Back in February, someone told me ‘you need to plan at least three years ahead in farming’ and they are correct. But at this stage forecasting is a challenge.
Prices continue to ﬂuctuate across most sectors, with short-term optimism in the sheep sector, but milk and ﬁnished beef prices continue to be a concern. It will be interesting to see how a potential 28% increase in spring barley area impacts the arable sector.
Global markets across almost all commodities are coming under pressure because of the coronavirus pandemic.
It is likely that the UK and EU will experience a knock-on eﬀect from New Zealand being potentially unable to ship product into China, and looking for other markets instead.
The sheep sector has experienced a short-term boost, particularly for those who bought store lambs at the back end of 2019. The deadweight price for lamb in January 2020 was 457.7 p/kg whereas in January 2019 it was 430.6 p/kg. On a 19.5kg lamb this equates to a rise of £5.28. Australia and New Zealand have both increased red meat exports to China as a result of the African swine fever virus and have therefore reduced exports to the UK. This in turn has inﬂated UK prices (AHDB, 2020). The coronavirus pandemic is having an impact on trade globally. New Zealand’s lamb continues to achieve higher prices in China than in Europe, but if exporting to China becomes diﬃcult the European market may be seen as a good alternative (AHDB, 2020).
In general, 2019 beef prices have been poor, leading to very small or negative net margins from ﬁnishing enterprises. The average deadweight price for steers in 2018 was 377.27p/kg whereas in 2019 it was 348.73 p/kg (AHDB, 2020). This equates to a drop of £99.89 on a 350kg steer.
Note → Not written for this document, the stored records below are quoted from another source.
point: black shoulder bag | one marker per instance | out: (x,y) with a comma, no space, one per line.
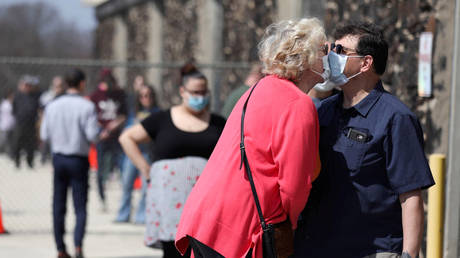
(277,239)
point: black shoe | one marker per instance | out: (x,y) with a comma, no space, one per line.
(64,255)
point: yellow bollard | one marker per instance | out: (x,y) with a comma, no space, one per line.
(435,227)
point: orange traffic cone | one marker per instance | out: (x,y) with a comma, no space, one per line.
(137,183)
(92,158)
(2,229)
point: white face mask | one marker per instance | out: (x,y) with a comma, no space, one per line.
(326,70)
(337,65)
(325,86)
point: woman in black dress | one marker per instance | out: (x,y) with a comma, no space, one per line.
(184,137)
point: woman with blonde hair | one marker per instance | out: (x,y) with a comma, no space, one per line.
(280,142)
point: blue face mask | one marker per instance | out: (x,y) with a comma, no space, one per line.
(197,103)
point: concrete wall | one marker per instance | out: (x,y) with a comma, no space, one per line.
(229,30)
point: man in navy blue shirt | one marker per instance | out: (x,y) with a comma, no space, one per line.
(367,200)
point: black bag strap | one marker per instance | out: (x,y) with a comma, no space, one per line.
(244,159)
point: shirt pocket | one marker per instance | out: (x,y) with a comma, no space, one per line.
(350,153)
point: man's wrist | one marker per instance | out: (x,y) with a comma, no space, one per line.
(407,255)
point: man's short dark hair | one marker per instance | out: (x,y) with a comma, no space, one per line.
(371,42)
(74,77)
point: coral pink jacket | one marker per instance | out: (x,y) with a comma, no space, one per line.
(281,138)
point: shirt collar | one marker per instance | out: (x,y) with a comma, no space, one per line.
(365,105)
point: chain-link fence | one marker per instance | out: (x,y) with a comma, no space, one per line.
(25,192)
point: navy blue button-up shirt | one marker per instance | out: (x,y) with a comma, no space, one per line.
(370,154)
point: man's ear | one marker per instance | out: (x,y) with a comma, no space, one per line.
(368,64)
(181,91)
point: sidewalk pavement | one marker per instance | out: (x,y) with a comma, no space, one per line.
(25,199)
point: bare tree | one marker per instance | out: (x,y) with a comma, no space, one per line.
(37,30)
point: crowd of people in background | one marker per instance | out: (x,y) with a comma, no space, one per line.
(360,152)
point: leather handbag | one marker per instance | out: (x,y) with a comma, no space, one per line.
(277,239)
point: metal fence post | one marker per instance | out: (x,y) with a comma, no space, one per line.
(435,228)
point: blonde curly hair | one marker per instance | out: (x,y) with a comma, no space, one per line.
(291,46)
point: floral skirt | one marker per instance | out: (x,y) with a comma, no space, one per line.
(171,181)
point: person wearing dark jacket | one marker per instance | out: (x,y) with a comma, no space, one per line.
(25,111)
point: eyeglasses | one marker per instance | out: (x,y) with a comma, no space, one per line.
(341,50)
(324,49)
(197,92)
(145,96)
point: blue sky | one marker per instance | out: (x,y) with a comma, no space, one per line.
(69,10)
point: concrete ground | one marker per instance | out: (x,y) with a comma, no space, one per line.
(25,199)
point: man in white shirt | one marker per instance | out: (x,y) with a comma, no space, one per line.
(70,125)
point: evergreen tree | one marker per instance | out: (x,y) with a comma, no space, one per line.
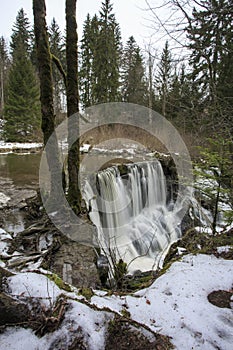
(106,62)
(163,80)
(134,88)
(21,33)
(87,52)
(57,48)
(4,70)
(211,36)
(22,108)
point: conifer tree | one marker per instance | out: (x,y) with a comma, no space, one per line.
(211,36)
(21,33)
(106,64)
(87,53)
(134,88)
(163,79)
(4,70)
(22,107)
(57,48)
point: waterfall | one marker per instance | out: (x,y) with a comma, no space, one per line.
(133,214)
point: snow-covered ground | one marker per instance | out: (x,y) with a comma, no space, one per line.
(175,304)
(11,146)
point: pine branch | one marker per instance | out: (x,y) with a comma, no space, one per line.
(59,67)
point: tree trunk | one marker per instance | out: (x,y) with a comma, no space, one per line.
(74,194)
(46,97)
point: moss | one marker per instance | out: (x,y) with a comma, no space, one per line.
(86,292)
(125,313)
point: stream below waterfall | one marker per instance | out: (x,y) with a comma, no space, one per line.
(19,179)
(133,213)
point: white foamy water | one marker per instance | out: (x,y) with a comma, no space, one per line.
(133,214)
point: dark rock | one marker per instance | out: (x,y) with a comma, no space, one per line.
(74,263)
(12,312)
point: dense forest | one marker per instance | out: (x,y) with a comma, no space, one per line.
(107,239)
(194,93)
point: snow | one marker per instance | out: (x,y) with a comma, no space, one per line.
(85,148)
(34,285)
(12,146)
(3,199)
(224,249)
(19,339)
(175,304)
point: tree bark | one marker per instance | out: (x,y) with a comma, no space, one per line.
(74,194)
(46,97)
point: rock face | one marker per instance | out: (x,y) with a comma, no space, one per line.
(75,264)
(11,311)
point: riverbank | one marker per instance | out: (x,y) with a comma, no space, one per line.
(18,147)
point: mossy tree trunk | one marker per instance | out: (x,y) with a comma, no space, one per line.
(46,95)
(74,194)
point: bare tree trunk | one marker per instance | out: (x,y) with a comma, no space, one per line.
(46,96)
(150,86)
(74,194)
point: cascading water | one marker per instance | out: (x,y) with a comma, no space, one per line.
(133,214)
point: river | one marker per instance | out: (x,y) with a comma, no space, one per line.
(19,178)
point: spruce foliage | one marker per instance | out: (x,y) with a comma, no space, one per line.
(22,107)
(134,87)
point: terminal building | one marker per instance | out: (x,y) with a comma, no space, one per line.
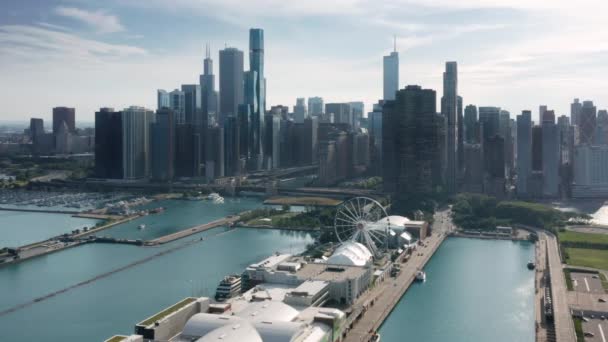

Despite prime cattle prices remaining lower than last year, a reduction of store cattle in the marketplace has created competition and inﬂated store prices at the start of 2020. Store steers have strengthened by 3% to 4% on last year and heifer prices have strengthened by 6 to 7% (QMs, 2020). Coronavirus had not had a material impact on UK beef prices in February because the market is relatively self-contained, but as global markets continue to be aﬀected by the pandemic, we can reasonably assume an impact.
The price cuts in March will likely lead to cash ﬂow pressure with forward production projected to increase. Dairy businesses are likely to come under pressure. The UK average milk price for January 2020 was 28.77ppl, down 0.55ppl (1.9%) on the previous month. The prices paid on non-aligned contracts were 0.72ppl less than those for aligned contracts in December 2019. The ﬁve-year average GB price was 27.11ppl in December 2019 which was a decrease of 2% from December 2018, when it was 27.66ppl. This indicates the relative stability of the ﬁve-year average over 2019.
The arable sector is entering a period of uncertainty with a winter which has led to most farmers being behind on their winter work. As of February 2020, the November 2020 wheat futures stands at £160 per tonne, which is being strengthened by global crude markets and data released from the us which fell below market expectations. The increase in spring cropping is likely to have a material impact on the 2020 season with a projected increase in the barley crop of eight million tonnes. A proportion of this barley will more than likely end up in feed rations and it will be interesting to see how the markets react to this.